There is greater depth to history in Sydney than can be encapsulated in a short story. Development from supply depot to a city of international stature, not often seen in a non-capital city, is seen in layers of city history, through its buildings. The story begins, where Sydney began, at The Rocks, then moves to efforts of Governor Macquarie to create a city. Next comes Sydney’s literal golden age, funded by gold mining and built of golden Sydney sandstone. In the twentieth century, Sydney was impressed by architectural phases of the world as it went through Art Deco in the industrial age, to modernism’s steel and glass, to finally settle on icon architecture, so perfectly seen in the Sydney Opera House.
The opening of the Sydney Opera House gave an instant boost to the reputation of the city and its architect Jørn Oberg Utzon. Utzon garnered the coveted Pritzker Architecture Prize in 2003. Typical historic preservation recognition guidelines, of a time-honored structure of significance over 50 to 100 years, was put aside.
The Sydney Opera House was listed as a heritage asset by the National Trust of Australia in 1983 and by City of Sydney Heritage in 2000. In 2007, the site was included as a World Heritage Site by the cultural arm of the United Nations.
Today cruise guests either dock under the gaze of Captain Bligh, or take a tender to the excursion pier at the base of Sydney Harbor Bridge on the south side. The harbor walk, from the passenger docks runs along a path through The Rocks, along the Circular Quay, past the Art Deco Contemporary Art Museum and its modern cube addition.

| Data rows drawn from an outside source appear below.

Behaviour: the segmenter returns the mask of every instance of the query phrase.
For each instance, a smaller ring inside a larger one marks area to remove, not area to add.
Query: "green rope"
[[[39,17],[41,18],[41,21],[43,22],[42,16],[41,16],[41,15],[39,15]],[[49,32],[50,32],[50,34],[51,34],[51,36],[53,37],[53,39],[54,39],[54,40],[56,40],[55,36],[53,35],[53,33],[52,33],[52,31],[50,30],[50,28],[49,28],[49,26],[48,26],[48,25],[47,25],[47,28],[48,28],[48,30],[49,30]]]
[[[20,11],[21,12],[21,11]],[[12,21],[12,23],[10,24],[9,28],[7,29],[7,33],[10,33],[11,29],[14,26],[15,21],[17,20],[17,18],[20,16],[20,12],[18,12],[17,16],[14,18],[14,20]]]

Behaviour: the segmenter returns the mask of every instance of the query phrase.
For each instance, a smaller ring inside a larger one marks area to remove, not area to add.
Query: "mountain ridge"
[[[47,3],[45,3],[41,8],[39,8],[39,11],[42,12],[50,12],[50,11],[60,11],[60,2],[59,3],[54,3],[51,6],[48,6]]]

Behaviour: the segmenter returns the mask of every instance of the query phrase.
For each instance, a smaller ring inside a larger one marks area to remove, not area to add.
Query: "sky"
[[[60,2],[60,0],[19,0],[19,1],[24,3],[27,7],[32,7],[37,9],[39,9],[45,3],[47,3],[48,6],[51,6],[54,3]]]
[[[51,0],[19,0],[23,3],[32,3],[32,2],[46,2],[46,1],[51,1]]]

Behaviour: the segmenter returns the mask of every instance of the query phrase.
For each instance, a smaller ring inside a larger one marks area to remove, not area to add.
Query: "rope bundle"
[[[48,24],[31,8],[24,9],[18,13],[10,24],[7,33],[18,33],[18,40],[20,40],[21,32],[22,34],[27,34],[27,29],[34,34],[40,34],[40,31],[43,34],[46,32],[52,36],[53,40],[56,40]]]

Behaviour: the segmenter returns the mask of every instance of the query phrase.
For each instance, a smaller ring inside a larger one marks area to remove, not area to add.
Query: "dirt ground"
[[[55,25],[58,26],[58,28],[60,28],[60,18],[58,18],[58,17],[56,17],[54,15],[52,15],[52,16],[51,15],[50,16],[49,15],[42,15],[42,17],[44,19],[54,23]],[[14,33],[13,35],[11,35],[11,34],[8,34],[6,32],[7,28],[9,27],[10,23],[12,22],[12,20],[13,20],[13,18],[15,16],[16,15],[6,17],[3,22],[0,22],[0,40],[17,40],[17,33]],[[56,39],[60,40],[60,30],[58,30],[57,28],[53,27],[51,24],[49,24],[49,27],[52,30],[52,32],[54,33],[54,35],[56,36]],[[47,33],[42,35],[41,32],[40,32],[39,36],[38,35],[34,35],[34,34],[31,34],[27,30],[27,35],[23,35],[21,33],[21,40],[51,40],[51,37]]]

Then over the Writers Walk and up the shaded stars to the Macquarie Street Fountain, also known as the Allen C. Lewis Memorial Fountain, donated in tribute by the company that built Sydney, the Concrete Construction Group. There, in full view, is the Sydney Opera House, with the Sydney Harbor Bridge backdrop. Voilà.
Pausing to catch a breath, in part of the Royal Botanic Garden, just south of the Sydney Opera House, puts visitors in touch with the literal foundation stone of Sydney. This is the place of the Tarpeian Way stone quarry, from which building blocks of Victorian Sydney were cut.
On the open grounds today is the sobering sculpture of artist Kimio Tsuchiya, installed in 2000, entitled Memory Is Creation without End. The artwork is composed of bits of demolished nineteenth century buildings of Sydney, returned to the site from which they began.
There is more to Sydney than the harbor. Continue walking south on Macquarie Street, away from the harbor, to delve deeper into the times through which Sydney developed, from a landing point for frightened settlers, to a destination point for expectant visitors. No one should leave Sydney dissatisfied, thinking there is nothing more to the place than the harbor.